Cuando regresé al restaurante descubrimos que era Eliézer Otaiza, para entonces
director de la Disip. El poderoso policía había tenido miedo de una indefensa
ex parlamentaria con ninguna otra arma que no fuera la palabra. Tiempo después
estaba en un restaurante de carnes en Altamira, esperando a los amigos con los
que iba a almorzar. En una mesa cercana estaba un diputado del PSUV sentado con
un «gringo» muy conocido desde la era democrática por su condición de
lobbista. El diputado se tapó la cara con el cartón del menú y así
estuvo, ocultándose de mí, hasta que llegaron mis amigos y nos mudamos de mesa.
El
miedo de los poderosos, de esos que nos maltratan, humillan, encarcelan,
torturan y asesinan, es el mismo del enfermo aislado porque sufre una
enfermedad altamente contagiosa. Jamás podrán ir a un restaurante de moda o
tradicional salvo que lo hagan cerrar para su uso exclusivo.
Nunca
a un espectáculo, a un parque de diversiones con sus hijos, a un partido de
beisbol. Sus automóviles, en caso de que se atrevan a circular por las vías más
concurridas, tienen vidrios tan oscuros que es imposible ver quién va adentro.
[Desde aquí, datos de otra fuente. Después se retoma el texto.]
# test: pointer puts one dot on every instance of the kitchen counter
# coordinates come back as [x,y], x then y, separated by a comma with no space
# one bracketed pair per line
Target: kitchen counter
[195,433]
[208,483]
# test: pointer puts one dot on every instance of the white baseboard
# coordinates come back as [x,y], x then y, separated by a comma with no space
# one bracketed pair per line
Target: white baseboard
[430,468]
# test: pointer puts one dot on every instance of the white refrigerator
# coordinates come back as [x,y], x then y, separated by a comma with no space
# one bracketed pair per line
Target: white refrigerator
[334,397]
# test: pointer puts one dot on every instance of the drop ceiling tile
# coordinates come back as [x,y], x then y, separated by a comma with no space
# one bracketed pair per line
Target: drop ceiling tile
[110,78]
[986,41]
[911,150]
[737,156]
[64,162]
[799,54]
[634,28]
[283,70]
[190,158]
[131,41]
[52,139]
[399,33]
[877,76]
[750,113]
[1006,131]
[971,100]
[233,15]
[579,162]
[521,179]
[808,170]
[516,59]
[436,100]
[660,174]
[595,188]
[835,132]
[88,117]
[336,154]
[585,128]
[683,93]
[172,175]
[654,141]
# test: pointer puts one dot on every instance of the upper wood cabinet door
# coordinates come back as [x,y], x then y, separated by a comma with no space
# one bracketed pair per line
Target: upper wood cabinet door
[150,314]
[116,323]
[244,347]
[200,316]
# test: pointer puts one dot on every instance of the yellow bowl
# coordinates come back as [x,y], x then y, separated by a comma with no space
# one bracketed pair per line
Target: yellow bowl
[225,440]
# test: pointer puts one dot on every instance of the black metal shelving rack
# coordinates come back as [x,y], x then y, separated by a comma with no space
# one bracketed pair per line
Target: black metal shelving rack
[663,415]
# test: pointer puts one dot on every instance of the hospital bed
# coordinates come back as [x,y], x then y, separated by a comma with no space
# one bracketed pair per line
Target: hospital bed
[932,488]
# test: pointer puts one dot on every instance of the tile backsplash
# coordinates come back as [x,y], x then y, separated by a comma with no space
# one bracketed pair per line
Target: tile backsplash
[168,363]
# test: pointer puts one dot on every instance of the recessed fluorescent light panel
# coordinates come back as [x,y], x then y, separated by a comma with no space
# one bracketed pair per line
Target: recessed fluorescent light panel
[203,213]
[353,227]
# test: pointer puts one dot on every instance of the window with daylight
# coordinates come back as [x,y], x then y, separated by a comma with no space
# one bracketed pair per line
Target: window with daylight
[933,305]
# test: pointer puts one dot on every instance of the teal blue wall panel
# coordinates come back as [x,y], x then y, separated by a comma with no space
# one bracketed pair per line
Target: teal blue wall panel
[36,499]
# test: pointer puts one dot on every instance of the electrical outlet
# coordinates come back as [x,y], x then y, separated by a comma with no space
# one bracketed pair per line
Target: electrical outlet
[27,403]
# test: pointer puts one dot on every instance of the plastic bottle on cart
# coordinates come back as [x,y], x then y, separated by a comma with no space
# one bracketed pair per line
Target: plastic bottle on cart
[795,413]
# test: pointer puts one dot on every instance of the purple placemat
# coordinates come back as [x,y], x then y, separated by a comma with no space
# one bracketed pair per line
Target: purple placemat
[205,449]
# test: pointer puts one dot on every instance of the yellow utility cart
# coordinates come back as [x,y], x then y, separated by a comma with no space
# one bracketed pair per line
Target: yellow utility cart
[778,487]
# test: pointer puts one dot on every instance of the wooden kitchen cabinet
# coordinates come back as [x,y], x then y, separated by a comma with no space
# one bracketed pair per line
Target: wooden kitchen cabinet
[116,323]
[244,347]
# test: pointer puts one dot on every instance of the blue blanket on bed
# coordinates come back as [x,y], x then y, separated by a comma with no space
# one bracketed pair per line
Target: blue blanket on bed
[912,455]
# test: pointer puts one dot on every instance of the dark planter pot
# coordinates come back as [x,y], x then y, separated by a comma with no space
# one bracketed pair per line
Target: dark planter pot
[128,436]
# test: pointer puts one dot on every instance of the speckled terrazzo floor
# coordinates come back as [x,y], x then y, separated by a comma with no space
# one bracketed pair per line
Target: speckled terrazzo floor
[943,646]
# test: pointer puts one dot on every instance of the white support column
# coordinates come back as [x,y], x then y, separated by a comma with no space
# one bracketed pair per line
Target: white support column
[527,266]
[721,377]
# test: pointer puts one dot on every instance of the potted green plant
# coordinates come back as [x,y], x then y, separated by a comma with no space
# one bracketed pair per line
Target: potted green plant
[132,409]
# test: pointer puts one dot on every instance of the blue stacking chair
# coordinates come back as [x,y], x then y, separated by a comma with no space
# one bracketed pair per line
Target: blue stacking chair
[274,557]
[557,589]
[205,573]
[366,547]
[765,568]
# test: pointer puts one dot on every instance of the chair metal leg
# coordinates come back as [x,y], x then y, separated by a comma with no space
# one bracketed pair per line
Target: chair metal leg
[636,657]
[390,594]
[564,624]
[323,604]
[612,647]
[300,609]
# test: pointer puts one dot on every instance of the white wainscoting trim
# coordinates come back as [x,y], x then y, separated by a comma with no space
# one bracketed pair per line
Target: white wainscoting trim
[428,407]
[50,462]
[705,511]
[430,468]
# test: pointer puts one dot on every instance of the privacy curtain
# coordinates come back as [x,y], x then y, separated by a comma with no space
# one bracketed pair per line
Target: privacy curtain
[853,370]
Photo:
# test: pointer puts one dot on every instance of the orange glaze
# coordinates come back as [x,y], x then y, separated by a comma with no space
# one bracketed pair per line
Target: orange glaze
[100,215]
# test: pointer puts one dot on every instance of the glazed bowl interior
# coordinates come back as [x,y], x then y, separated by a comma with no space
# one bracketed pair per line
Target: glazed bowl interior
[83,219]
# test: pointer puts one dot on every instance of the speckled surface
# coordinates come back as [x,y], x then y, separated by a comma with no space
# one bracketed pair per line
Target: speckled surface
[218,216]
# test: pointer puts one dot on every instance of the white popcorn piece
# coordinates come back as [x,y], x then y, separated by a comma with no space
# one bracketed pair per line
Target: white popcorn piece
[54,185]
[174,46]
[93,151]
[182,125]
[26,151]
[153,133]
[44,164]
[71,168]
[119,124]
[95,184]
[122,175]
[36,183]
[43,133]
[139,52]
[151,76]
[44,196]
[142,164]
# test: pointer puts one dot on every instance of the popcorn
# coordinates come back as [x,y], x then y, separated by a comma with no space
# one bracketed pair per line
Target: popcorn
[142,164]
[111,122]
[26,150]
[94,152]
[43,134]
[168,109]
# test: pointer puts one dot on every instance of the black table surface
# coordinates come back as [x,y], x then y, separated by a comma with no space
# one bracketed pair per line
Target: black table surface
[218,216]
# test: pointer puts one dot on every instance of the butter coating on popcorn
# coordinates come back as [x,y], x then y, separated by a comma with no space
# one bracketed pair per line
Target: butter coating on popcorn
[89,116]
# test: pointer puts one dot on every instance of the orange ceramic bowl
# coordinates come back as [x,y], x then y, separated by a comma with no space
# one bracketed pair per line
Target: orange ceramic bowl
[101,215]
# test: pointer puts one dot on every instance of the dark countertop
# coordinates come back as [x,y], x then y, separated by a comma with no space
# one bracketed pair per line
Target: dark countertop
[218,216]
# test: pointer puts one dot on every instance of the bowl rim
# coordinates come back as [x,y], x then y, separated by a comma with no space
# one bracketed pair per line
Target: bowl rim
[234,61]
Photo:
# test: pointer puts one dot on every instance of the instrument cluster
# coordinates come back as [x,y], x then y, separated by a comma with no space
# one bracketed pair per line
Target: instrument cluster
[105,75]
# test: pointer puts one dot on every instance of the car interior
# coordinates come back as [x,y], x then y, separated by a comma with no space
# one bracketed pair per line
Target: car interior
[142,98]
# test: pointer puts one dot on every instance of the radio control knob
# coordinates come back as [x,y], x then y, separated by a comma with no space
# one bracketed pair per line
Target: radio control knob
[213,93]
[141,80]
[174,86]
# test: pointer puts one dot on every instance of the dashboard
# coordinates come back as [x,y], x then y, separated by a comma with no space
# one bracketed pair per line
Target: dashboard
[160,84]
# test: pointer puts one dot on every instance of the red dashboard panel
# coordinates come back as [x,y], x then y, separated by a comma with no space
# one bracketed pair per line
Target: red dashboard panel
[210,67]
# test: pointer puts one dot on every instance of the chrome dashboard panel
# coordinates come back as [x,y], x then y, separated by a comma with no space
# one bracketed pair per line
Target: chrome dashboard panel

Viven encerrados en sus lujosas mansiones, generalmente en Fuerte Tiuna.
Sus
lujos son para lucirlos entre ellos mismos como las mujeres de un harén. Los
menos notorios, cuando deciden mudarse a un edificio, compran todos los
apartamentos al precio que les pidan. Y quienes optan por mansiones levantan
unos muros gigantescos para que nadie vea el interior. Son presos de sí mismos
por el odio que sembraron y que se les ha devuelto como boomerang.
Claro
que los dos miedos no son iguales, las personas del común llevamos la peor
parte. Pero al menos nos entra un fresquito que se agradece.